The cuirassier officer clicked his heels as he stood to attention.

‘Lost another one, have you?’

‘Yes, your grace. Broke its legs coming down the slope.’

‘Better it than you.’

‘Yes, your grace.’ Dalmas had shot the beast. He had done this more than a few times before, because horses wore out, but even after all these years a part of him was always sad. The Emperor’s armies used up horses at a prodigious rate, and sometimes he wondered whether one day there would be no more remounts to replace them.

‘You’ve done well today. Nearly cut them off.’ Dalmas felt there was an emphasis on the ‘nearly’ and guessed what was going to happen. He did not offer any explanation or excuse. Winning was what counted, and although he had won a succession of little victories earlier on, the final failure was all that would matter.

Marshal Ney pointed across the valley. ‘I want to break them, Dalmas. Take their confidence now and they will not stand up to us again. Sixth Corps are the finest regiments at the Emperor’s command and with lads like these you can do anything.

‘You didn’t get their spy.’ Dalmas remembered that just a few hours ago the marshal had said he did not give a damn about spies. It did not surprise him. He would have done the same if he were a marshal of France. ‘So you need a victory Dalmas.’

The cuirassier felt that he might as well play the game. ‘Your grace, I ask permission to lead the attack on the bridge.’

Marshal Ney tried and failed to feign surprise. ‘That is good. I need my best man to do this.’ After almost two years Dalmas was still a temporary ADC, without the full pay and privileges of the permanent staff. ‘Lead the Sixty-sixth. You won’t need a horse for that! Take them over the bridge and drive the rosbifs off at the point of the bayonet.
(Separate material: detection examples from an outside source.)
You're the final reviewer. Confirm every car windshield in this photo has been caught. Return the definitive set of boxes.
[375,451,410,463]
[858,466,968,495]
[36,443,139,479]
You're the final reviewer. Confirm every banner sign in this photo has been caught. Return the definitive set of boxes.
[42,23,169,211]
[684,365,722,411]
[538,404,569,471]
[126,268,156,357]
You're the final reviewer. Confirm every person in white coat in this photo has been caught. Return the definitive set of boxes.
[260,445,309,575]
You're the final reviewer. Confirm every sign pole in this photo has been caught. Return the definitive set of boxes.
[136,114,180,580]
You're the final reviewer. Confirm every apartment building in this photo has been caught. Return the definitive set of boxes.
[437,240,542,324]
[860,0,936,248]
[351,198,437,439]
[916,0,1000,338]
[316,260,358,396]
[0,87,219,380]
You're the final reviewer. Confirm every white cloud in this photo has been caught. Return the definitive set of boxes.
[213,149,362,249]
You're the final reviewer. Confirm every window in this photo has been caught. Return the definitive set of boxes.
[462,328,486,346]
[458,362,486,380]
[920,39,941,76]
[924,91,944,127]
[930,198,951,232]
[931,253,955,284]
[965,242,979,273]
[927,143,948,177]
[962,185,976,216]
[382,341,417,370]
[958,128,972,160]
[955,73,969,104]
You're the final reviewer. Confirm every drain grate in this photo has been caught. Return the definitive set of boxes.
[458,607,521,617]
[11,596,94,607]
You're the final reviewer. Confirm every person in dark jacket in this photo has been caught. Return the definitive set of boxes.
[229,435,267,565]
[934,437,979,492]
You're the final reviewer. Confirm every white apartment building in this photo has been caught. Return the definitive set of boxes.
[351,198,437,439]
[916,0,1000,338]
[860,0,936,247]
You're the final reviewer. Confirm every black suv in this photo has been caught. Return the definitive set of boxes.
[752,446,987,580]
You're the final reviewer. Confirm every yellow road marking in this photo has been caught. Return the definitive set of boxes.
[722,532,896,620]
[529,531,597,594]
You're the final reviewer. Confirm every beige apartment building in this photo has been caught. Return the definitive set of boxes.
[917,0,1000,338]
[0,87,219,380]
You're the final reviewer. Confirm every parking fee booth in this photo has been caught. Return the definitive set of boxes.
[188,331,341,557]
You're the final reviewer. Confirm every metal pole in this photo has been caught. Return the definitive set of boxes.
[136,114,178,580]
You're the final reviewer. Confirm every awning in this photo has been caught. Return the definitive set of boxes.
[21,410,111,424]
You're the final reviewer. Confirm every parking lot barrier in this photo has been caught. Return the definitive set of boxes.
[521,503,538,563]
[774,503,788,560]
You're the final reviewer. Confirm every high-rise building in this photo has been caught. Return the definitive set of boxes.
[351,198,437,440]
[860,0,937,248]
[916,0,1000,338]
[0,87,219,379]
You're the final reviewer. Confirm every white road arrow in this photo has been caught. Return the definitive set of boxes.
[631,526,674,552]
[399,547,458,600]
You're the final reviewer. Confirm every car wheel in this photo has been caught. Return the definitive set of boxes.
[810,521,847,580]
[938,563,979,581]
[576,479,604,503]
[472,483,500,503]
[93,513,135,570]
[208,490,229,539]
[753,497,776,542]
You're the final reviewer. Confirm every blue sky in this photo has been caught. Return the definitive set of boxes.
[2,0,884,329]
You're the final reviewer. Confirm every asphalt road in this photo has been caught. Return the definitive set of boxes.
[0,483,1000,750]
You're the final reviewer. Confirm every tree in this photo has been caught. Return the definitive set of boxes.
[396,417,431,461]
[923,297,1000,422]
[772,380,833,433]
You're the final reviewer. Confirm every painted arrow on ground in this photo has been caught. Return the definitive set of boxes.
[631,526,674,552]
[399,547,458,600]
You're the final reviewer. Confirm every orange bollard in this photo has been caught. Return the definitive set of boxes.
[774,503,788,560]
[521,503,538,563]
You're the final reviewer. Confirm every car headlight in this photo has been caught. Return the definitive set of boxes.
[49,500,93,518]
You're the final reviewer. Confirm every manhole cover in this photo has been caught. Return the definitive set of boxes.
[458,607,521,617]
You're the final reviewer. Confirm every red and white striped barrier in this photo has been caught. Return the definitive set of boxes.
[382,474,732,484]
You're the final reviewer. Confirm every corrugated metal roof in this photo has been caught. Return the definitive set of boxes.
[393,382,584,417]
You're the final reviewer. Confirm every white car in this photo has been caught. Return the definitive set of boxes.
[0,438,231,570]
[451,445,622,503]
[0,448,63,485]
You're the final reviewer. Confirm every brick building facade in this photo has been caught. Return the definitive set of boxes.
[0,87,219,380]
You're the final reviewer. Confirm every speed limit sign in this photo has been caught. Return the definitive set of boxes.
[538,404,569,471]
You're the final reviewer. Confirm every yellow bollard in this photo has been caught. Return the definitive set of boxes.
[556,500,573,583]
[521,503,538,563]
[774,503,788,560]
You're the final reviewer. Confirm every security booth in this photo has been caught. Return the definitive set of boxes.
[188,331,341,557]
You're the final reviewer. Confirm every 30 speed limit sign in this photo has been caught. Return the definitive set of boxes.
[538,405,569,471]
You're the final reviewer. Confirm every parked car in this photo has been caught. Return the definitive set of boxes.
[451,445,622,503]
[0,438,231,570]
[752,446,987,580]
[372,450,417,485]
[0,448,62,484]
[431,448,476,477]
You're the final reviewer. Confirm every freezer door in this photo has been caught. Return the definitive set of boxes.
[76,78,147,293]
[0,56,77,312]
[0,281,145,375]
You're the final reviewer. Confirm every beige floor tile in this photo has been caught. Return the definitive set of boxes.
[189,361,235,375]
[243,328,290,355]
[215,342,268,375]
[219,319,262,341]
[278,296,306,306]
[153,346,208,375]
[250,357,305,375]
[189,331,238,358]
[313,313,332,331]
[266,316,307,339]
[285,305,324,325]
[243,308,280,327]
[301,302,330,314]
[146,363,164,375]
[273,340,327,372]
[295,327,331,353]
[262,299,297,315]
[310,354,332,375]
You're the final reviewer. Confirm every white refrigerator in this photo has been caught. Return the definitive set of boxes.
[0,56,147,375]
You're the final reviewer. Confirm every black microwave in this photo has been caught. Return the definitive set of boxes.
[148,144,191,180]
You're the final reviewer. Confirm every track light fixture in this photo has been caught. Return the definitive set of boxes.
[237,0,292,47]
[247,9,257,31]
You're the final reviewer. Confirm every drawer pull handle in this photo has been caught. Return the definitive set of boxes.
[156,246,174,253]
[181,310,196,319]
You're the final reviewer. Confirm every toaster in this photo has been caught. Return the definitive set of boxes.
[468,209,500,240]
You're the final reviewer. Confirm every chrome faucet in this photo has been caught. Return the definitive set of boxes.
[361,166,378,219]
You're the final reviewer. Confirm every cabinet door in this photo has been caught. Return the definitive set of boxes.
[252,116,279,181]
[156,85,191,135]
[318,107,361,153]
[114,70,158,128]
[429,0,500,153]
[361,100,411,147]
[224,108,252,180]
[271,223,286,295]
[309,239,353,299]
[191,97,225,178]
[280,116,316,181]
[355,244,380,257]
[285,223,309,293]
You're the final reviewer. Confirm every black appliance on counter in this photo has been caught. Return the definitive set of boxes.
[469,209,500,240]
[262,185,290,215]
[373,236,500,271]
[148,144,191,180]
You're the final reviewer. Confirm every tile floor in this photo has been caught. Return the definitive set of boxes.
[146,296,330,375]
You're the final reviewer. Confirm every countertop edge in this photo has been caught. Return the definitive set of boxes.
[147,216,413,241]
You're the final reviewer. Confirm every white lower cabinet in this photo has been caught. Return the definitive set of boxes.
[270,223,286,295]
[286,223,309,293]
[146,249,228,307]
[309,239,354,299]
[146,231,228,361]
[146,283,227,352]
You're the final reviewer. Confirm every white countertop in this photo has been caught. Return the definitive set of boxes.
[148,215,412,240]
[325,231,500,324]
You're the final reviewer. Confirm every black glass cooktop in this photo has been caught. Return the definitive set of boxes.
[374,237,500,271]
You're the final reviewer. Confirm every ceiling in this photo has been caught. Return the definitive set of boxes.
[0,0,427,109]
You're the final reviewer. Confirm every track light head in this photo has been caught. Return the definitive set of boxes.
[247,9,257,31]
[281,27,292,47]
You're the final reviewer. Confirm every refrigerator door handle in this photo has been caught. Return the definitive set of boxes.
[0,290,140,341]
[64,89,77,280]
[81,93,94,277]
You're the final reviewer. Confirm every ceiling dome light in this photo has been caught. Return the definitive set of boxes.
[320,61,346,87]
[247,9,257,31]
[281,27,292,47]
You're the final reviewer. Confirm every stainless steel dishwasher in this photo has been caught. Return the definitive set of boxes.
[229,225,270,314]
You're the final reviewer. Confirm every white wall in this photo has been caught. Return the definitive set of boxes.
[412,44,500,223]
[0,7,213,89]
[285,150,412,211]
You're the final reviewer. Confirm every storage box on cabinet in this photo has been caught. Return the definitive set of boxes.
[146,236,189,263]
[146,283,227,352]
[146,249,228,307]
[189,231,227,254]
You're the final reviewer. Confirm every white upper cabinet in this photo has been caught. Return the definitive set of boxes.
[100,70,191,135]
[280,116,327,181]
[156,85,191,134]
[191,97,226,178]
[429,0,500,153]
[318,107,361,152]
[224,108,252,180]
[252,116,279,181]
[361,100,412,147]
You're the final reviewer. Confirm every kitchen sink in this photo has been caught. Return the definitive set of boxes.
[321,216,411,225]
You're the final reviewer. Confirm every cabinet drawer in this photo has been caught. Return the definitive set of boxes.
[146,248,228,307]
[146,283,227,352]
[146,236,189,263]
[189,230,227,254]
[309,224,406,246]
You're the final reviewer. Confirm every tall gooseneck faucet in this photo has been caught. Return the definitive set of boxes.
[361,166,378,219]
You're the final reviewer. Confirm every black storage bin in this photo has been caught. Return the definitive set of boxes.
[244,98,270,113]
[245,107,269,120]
‘It is simple, Dalmas.’ The marshal reached down to pat him on the shoulder. ‘Storm the bridge and you will be a major by the end of the day, and have your own regiment within two years. Who knows?’ Ney smiled again, taking his hand away and waving it in the air. ‘One day a general or even a marshal!’

Dalmas brought his bloodstained sword up in salute.

‘I can see I have chosen the right man. Take that bridge at any price and do it quickly.’

It took half an hour to form the regiment up on the approach road, where they were at least sheltered from the sporadic shots coming from the far bank. The companies were formed six abreast, for no more than that could fit on the bridge.

‘The cross of the legion to the first men over!’ General Ferey promised the men as he inspected them.

Dalmas hoped that luck was real and that he still had plenty of it. He had dispensed with his cuirass, but kept the helmet and had no choice but to wear his high cavalry boots. They were not designed for running, but there were too many corpses on the bridge to try to ride across. It did not matter. If he could keep his men going, then speed itself was not so important. An attack like this would succeed if the enemy believed that it was unstoppable. The British must crack, or this column would be mown down like grass before the scythe, just as in the first assault. They needed luck, and they needed the British to be so unnerved by being chased from one position to another and hustled over the river that they would break. Dalmas had seen it often enough in cavalry charges, had seen enemy lines slow, and then seem almost to shiver as horses began to turn. Press on then, and the enemy would flee and those who did not go fast enough would easily be chopped from their saddles.

He turned to look beside him. The grenadier companies were too badly mauled to head this fresh attack and so the men behind him were the fusiliers, who formed the bulk of any regiment. Almost all had the moustaches of veterans. They looked tough, confident men, and Dalmas suspected that if anyone could win this fight then it was these soldiers.